Question

A wire of resistance 32 ohm is melted and drawn into a wire of half its original length. Calculate the resistance of the new wire and the percentage change in resistance?

Answer 1

I hope you got your answer

Answer 2

Answer:

The new resistance of the wire is 16 ohm and the percentage change is 50%.

Explanation:

Given that,

Resistance of wire = 32 ohm

Let be the length of the wire l.

The resistance of the wire is defined as,

$R = \dfrac{\rho l}{A}$

Where,

R = resistance

$\rho$ = resistivity of the wire

l = length

A = area of cross section

The resistance of the wire is

$R = \dfrac{\rho l_{1}}{A_{1}}$....(I)

When the wire is melt and reacts into a wire of half length, its volume will remain unchanged.

Volume of cylindrical wire = length x area of cross section

$l_{1}A_{1}=l_{2}A_{2}$

$l_{1}A_{1}=\dfrac{l_{1}}{2}A_{2}$

$A_{2}=2A_{1}$

The new resistance of the wire is

$R'=\dfrac{\rho\times l_{2}}{A_{2}}$....(II)

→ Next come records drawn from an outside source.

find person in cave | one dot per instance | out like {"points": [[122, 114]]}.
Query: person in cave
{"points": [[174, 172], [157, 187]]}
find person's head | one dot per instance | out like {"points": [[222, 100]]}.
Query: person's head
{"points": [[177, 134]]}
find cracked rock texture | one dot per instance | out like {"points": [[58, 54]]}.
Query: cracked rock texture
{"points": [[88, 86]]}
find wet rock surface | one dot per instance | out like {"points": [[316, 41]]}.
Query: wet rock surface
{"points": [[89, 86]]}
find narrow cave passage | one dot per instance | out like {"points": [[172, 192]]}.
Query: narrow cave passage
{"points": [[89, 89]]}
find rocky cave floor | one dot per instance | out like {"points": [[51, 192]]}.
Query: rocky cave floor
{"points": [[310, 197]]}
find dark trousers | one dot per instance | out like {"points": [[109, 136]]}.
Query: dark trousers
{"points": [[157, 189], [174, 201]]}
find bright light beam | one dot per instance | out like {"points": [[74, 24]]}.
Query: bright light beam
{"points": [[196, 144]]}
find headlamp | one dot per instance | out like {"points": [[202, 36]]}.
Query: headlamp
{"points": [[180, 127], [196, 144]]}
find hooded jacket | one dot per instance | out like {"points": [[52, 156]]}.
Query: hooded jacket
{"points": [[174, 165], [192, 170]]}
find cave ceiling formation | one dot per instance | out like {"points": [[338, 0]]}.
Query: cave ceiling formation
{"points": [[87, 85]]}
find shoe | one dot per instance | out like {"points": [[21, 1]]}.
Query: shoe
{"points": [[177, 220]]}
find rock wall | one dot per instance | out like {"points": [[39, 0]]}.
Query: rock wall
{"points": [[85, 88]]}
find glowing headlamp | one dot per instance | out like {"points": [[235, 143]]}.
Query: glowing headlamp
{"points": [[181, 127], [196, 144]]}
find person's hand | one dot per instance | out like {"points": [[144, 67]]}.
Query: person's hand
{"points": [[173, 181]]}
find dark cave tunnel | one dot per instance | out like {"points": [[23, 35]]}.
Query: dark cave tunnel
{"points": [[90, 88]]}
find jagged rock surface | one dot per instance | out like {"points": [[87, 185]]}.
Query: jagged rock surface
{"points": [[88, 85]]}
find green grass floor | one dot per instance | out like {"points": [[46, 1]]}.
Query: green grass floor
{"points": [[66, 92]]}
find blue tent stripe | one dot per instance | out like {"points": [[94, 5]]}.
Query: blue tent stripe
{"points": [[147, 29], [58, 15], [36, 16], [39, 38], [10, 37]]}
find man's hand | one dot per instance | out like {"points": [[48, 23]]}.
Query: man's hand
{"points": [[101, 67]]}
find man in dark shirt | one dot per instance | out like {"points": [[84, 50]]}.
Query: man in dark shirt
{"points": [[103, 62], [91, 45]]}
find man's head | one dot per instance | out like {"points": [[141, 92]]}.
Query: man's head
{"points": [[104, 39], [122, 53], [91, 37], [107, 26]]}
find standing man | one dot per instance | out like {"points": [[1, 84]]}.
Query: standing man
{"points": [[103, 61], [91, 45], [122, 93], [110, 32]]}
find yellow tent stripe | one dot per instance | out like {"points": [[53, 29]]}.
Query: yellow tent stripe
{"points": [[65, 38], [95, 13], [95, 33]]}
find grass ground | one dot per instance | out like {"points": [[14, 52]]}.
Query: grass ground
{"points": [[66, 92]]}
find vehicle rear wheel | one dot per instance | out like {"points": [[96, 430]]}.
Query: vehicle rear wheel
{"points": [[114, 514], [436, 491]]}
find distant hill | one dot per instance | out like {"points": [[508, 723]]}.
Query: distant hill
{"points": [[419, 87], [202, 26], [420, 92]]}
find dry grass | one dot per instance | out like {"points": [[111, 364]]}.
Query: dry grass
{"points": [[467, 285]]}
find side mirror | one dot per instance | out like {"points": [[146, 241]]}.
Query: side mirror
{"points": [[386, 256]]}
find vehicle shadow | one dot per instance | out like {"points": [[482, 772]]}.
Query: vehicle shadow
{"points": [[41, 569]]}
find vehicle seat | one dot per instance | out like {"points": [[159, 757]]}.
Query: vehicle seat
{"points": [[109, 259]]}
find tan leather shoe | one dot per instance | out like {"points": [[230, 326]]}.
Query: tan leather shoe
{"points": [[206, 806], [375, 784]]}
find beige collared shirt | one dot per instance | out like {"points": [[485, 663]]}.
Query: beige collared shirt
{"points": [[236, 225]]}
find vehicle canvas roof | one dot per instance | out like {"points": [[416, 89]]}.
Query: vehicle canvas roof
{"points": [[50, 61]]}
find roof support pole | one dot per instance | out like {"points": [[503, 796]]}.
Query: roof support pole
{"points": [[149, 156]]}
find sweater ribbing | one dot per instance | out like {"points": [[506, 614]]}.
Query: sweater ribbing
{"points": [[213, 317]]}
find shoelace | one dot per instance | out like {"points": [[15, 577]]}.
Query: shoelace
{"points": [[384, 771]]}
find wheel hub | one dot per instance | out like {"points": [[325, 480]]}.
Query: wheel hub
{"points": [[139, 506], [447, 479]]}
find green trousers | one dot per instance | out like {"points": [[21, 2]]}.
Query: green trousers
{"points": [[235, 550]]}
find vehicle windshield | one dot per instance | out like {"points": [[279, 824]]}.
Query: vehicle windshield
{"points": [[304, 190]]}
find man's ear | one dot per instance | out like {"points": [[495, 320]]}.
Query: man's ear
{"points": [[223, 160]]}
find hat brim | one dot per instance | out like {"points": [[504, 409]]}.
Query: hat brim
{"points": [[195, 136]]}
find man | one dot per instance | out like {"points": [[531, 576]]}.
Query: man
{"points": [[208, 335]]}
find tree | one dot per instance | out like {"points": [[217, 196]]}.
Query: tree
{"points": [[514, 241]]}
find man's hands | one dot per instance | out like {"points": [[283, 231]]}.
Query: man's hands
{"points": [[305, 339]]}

From equation (I) and (II)

$\dfrac{R}{R'}=\dfrac{\dfrac{\rho l_{1}}{A_{1}}}{\dfrac{\rho l_{2}}{A_{2}}}$

$\dfrac{R}{R'}=\dfrac{2l_{1}\times2A_{2}}{l_{1}A_{2}}$

$\dfrac{32}{R'}=4$

$R'=\dfrac{32}{4}$

$R'=16\Omega$

Therefore, 50% change in resistance.

Hence, The new resistance of the wire is 16 ohm and the percentage change is 50%.